August 8, 2009
How do tough times and tuition increases impact law school innovation?
This recent article from the National Law Journal, which headlined "At public law schools, tuition jumps sharply: Students may pay as much as 20% more at some state institutions," has me wondering about the relationship between lean times and law school innovation. First, here is a excerpt from the start of the article:
Double-digit tuition increases loom for students at some of the country's top public law schools. School administrators say that the unusually large tuition hikes for the coming academic year are largely spurred by cuts in public funding — with endowment losses, initiatives to improve their schools and pressure to keep up with competing institutions also playing a part.
Even with the higher tuition costs next year, public schools will remain generally cheaper than their private counterparts.

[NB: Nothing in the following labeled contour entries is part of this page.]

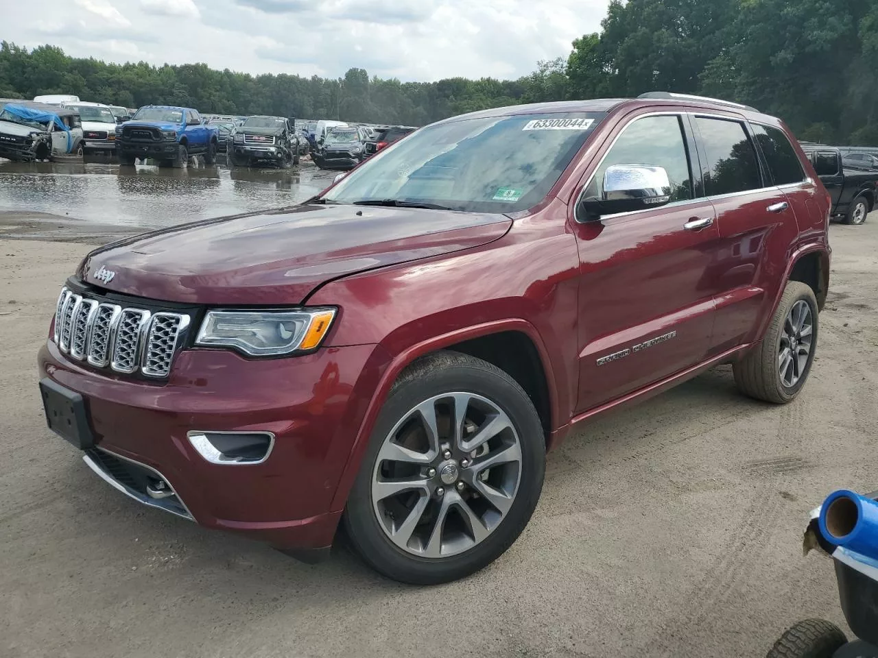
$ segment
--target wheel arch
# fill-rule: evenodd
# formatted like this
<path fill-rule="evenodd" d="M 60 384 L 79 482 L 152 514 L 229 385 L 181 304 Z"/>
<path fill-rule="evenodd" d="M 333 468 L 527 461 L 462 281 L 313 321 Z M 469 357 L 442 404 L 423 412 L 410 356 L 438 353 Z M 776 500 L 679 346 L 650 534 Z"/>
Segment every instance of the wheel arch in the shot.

But the shrinking public/private tuition gap has led administrators and professors to worry about whether public institutions are fulfilling their mission of remaining affordable....

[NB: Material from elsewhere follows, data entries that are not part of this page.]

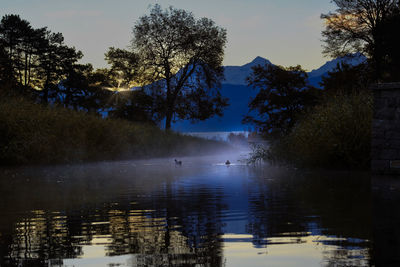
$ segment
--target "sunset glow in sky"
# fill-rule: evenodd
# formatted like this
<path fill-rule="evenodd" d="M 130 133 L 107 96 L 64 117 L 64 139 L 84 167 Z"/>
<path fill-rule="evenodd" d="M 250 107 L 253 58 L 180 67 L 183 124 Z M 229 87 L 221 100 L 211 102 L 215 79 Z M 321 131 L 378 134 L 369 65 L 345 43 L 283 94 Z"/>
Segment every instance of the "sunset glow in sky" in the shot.
<path fill-rule="evenodd" d="M 283 66 L 320 67 L 321 13 L 329 0 L 1 0 L 0 16 L 19 14 L 34 27 L 61 32 L 84 53 L 83 62 L 105 67 L 110 46 L 126 48 L 132 27 L 151 5 L 170 5 L 207 17 L 227 29 L 224 65 L 243 65 L 256 56 Z"/>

The recession is having a "much more pervasive effect" on law school budgets than did past recessions, said Susan Westerberg Prager, executive director of the Association of American Law Schools (AALS). Specifically, it's hitting hardest at law schools dependent on state appropriations or revenue from endowments.

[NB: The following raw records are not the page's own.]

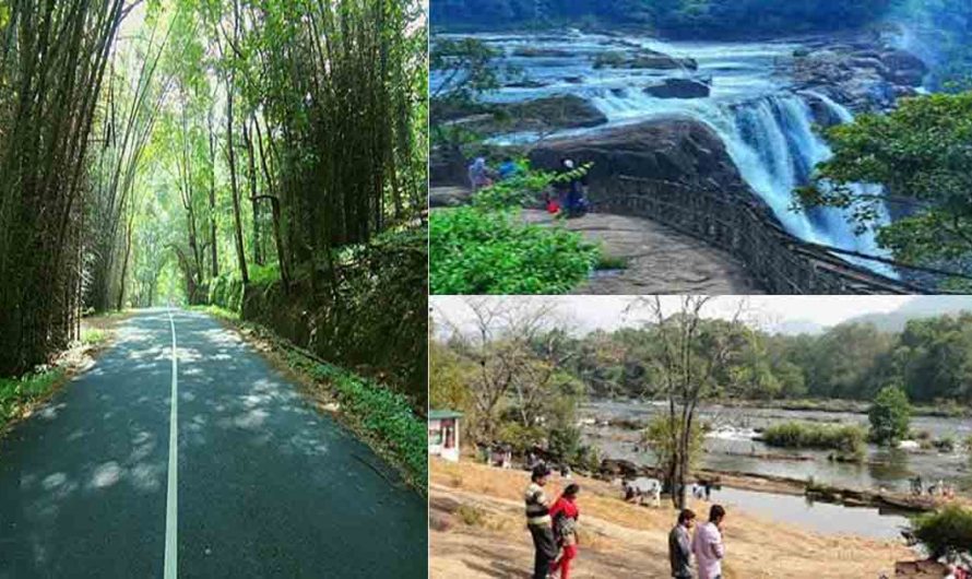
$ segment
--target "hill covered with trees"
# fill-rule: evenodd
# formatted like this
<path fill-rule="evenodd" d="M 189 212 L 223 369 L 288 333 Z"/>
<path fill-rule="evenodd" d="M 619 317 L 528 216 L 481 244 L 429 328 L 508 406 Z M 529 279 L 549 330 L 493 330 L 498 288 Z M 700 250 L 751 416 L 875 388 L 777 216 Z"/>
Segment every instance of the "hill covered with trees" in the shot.
<path fill-rule="evenodd" d="M 688 36 L 792 34 L 861 26 L 884 16 L 893 0 L 446 0 L 431 3 L 434 26 L 481 28 L 562 22 L 648 26 Z"/>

Administrators planning substantial tuition increases note that they are putting some of that additional revenue toward financial aid. Even so, the tuition increases are bound to heighten the financial burdens of public law school students, who already graduate with an average of $71,436 in law school debt, according to the latest available statistics from the American Bar Association.
There is, of course, the old cliche that necessity is the mother of invention. Thus, one might expect and hope that law schools needing to make less money go farther would develop cost-effective new programming for its students. And yet, I have an inkling that tough times might lead deans and faculties to be more conservative in their ways based on the (justified?) fear that prospective law students are now more likely to demand more traditional forms of instruction for their law school dollar.